Social Organization. Organization was hierarchical, with status conferred by inherited position and special knowledge. Those developing new environmental knowledge, craft skill, or running speed acquired status. Hard work, precision, neatness, and industriousness contributed to status and wealth. Individuals could shift from band to band if land were available and the new group willing. Subservient landless persons existed and had no voice in band affairs.

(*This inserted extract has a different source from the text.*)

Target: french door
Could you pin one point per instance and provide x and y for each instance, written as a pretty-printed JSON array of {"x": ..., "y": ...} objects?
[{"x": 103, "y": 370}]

Political Organization. Each band was independent, but was part of a Kumeyaay federation under a tribal leader, Kuchut Kwataay, who managed relations and ceremonies with other tribes, participated in solving interband disputes, organized defense, and managed tribal communications with a system of lookouts and relay runners carrying messages or warning of enemies. Each band also had a Kwaaypaay (capitan or leader), who managed band social, economic, Political, and religious affairs aided by a council of shamans (priests, singers, sun, and ecological specialists). Unlike the case in some neighboring tribes, a leader did not command, but was followed when found competent and knowledgeable. A primary duty was to adjudicate disputes within the band. At his death, all Kwaaypaay met to choose a successor from among their trained sons, one without sib mates or close kin in the band. By 1885, tribal and band leadership was underground, suppressed by Indian agents' requirements for annual elections of men obedient to the agent and by the attack on religion. Traditional leaders began organizations opposing government actions and bringing lawsuits against the government. Public Law 280 ended the need for opposition; Gradually, elected councils and chairmen began managing reservation affairs. Often they are descendants of traditional leaders.
Social Control. Social control devices included shaming and teasing for minor offenses, fear of witchcraft, whipping, and exile for major offenses, and death for murder and witchcraft. Under the Indian agents, untrained police were often abusive as were the opposition tribal police. Now civil and criminal offenses are under state law ineffectually enforced by county sheriffs and local courts. Because traditional sanctions are not allowed, in effect none exist.
Conflict. Conflict occurred over trespass by stealing plants from family, band, or tribal land, or hunting on another band's land. After 1846, conflict developed over how to deal with Indian agents—whether to obey them or fight them in courts and Congress. While most agree on desired results, disagreements continue over economic development and preservation of land, and for some, over major issues resulting from Bureau of Indian Affairs actions.